27 Scales Distorted leaves, generally weakened plants. Look like raised dots on the plant, but they are insects. The adult insect are very slow moving or sessile. They feed on the phloem and can kill the plant in severe cases.

28 Aphids First Sign: Wilted-looking plants that aren't thriving. Looking closer, dense colonies of tiny (1/32" - 1/8") soft bodied, pear-shaped insects are seen, especially on tender growing tips and undersides. Young Aphids look like miniature adults. And the whole family will be found feeding together. Aphids have the ability to reproduce very rapidly. Astonishingly, they give birth to live young that are pregnant! Ladybugs are a good control measure.

29 Slugs & Snails First Sign: Chunks chewed right out of leaves. You may see silvery trails left behind on leaves. Slug is a common name for a shell-less terrestrial gastropod mollusc.

30 Pest Flies Often found in compost and can be responsible for disease transmission Control with removal of habitat like standing water and decomposing plants

31 Beetles Can chew plant leaves Predatory beetles are good, like ladybugs. Beetles with chewing mouthparts are bad. Insects with 6 legs, wings, and hard covering over wings.

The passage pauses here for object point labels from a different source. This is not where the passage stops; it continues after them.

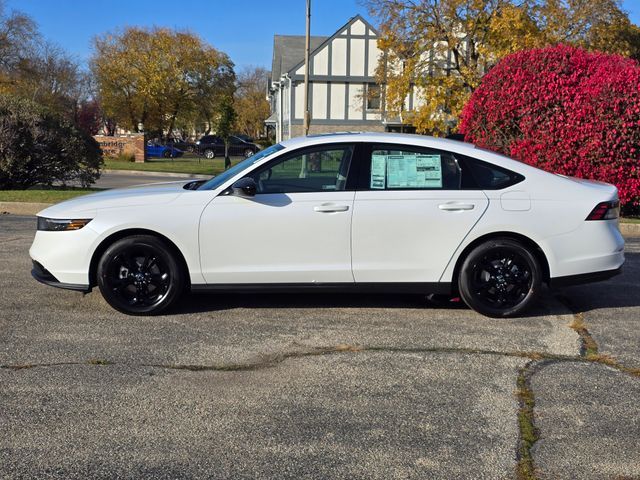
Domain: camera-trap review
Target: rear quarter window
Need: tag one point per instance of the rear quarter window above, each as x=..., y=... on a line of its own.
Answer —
x=477, y=174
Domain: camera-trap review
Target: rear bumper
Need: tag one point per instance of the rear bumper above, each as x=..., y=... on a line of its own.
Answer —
x=581, y=278
x=43, y=275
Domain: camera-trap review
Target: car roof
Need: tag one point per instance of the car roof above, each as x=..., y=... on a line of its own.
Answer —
x=382, y=137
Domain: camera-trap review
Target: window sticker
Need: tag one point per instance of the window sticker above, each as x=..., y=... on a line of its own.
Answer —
x=378, y=171
x=414, y=171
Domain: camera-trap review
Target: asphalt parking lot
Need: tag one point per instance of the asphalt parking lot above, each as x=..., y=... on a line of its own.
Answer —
x=316, y=386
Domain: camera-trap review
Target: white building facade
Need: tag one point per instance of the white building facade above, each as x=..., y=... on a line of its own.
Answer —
x=343, y=94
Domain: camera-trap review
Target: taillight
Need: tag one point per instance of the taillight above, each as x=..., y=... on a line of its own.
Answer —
x=605, y=211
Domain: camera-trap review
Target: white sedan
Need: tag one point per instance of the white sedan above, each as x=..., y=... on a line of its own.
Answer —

32 Thrips First Sign: Leaf surfaces finely speckled with yellow spots. Later, a silvery metallic looking sheen may cover leaf surfaces. Not all Thrips create this sheen. With or without the sheen, you'll also see black specks (Thrip fecal material). Only on close inspection is the pest itself found. About 1/16" long, thrips can move quite quickly for their size. Many gardeners report thrips as a small "worm with legs". Larvae and adults look similar, but adults have wings and can fly.